ZBrushCentral

Size of Sculpt within Zbrush

My question is, how do I know what “size” my sculpt is, and how do I know what the “correct” size is to be working in? I have searched the internet several times on this and have never seen it mentioned in a book, so I feel I’m missing a fundamental concept here. Is there a reason for size? Should I always try to go as small as possible or the reverse? What else should I know about size?

I have been using Zbrush for several months now and I realized an issue I have with the size of my sculpts. I could not get a particular sculpt to cast a floor shadow. Then, while working on one of the shadow settings, I saw it had a maximum range of 500 pixels.

This made me realize that my object was probably too “big”. Sure enough, I shrunk it with the deformation slider a few times, then I was able to get results.

The model was a download from the internet, so I assume it was created in another program.

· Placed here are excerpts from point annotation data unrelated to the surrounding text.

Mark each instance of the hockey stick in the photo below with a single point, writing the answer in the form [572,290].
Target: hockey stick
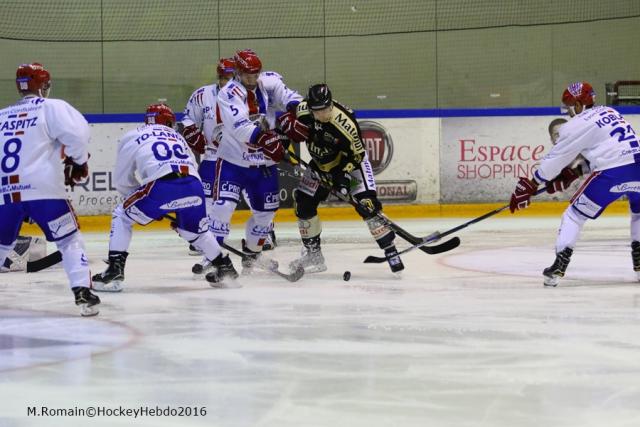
[45,262]
[414,240]
[371,259]
[268,264]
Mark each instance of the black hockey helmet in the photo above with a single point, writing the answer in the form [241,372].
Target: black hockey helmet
[319,97]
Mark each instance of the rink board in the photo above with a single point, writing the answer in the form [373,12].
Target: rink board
[423,158]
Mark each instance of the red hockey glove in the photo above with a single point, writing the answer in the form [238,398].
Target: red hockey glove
[74,172]
[295,130]
[271,146]
[194,138]
[563,181]
[521,196]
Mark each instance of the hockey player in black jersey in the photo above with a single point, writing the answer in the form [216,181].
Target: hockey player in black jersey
[339,162]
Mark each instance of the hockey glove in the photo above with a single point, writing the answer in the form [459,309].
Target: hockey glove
[563,181]
[521,196]
[74,172]
[293,128]
[341,182]
[271,146]
[194,138]
[368,207]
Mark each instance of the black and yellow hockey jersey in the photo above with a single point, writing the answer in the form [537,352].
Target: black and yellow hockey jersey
[336,145]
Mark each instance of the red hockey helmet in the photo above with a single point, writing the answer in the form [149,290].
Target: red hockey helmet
[579,91]
[159,114]
[247,61]
[33,78]
[226,66]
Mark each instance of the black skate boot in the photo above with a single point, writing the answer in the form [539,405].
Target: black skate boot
[193,251]
[311,258]
[249,260]
[270,244]
[395,263]
[223,269]
[635,256]
[202,267]
[553,274]
[87,301]
[111,279]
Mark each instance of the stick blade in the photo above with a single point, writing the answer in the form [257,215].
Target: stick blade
[46,262]
[450,244]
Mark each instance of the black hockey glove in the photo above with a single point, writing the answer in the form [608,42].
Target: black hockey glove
[341,182]
[368,207]
[74,172]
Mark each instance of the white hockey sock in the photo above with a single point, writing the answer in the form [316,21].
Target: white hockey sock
[208,203]
[121,230]
[257,229]
[4,252]
[221,218]
[635,227]
[570,228]
[206,242]
[74,260]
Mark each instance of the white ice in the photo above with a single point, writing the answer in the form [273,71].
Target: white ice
[467,338]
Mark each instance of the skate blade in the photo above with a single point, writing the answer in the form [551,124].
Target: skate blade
[198,273]
[88,310]
[314,269]
[114,286]
[226,284]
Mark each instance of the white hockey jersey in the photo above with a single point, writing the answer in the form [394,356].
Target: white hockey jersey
[201,110]
[33,133]
[600,134]
[241,112]
[151,152]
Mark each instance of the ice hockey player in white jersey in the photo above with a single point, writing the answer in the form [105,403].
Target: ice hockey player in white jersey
[250,149]
[169,183]
[34,132]
[202,130]
[610,145]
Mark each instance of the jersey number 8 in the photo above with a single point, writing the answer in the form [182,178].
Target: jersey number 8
[10,158]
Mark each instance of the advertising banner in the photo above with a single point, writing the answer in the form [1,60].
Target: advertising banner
[483,157]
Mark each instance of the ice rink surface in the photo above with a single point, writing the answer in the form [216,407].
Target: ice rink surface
[466,338]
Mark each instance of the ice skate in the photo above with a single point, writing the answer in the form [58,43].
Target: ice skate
[223,270]
[395,263]
[635,256]
[311,259]
[202,267]
[553,273]
[270,244]
[193,251]
[111,279]
[87,301]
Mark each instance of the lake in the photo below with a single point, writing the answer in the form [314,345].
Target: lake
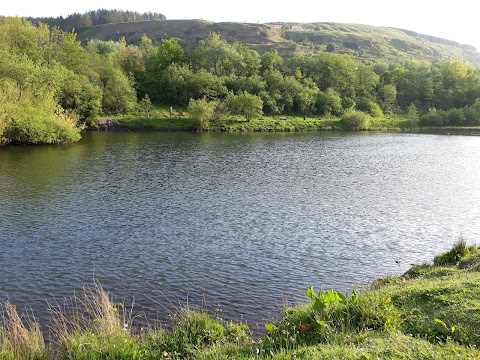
[238,224]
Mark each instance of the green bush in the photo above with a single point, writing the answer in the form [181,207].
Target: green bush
[355,120]
[195,331]
[453,256]
[27,124]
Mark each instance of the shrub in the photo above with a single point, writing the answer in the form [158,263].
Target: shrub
[195,331]
[355,120]
[453,256]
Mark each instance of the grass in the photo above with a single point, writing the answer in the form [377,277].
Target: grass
[430,312]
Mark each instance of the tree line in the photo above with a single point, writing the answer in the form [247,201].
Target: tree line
[51,85]
[95,18]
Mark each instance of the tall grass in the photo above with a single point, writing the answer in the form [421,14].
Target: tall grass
[20,338]
[431,312]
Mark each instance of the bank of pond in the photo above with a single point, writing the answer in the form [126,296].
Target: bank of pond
[430,312]
[28,129]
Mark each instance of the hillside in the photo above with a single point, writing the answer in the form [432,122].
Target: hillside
[362,41]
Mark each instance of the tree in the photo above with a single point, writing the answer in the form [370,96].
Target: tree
[145,105]
[245,104]
[355,120]
[202,112]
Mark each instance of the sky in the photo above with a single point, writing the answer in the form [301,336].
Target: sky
[452,20]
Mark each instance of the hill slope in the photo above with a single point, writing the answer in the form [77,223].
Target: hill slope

Anyway I had no idea that objects had “size” in any real way. What gives?

Thanks for you help.

Zbrush should assume the proper scale on import based on the object bounding box.

But to test it, you can check your object inside of tool.preview. It should fit in that box.
If it doesn’t, you can always use tool.deformations.unify (but this does change your actual scale, not just a temporary resize for Zbrush.)

Very simple solution! Thanks. That should help my workflow be consistent. Tool size will always be the same, etc.

You say it will change the “scale” of the object permanently. Does the scale refer to any kind of real-world measurement? Will the scale affect how it performs in other programs or what size it will be for printing, etc.?

I did find some numbers under the Tool>Geometry>Size. What are those numbers actually measuring?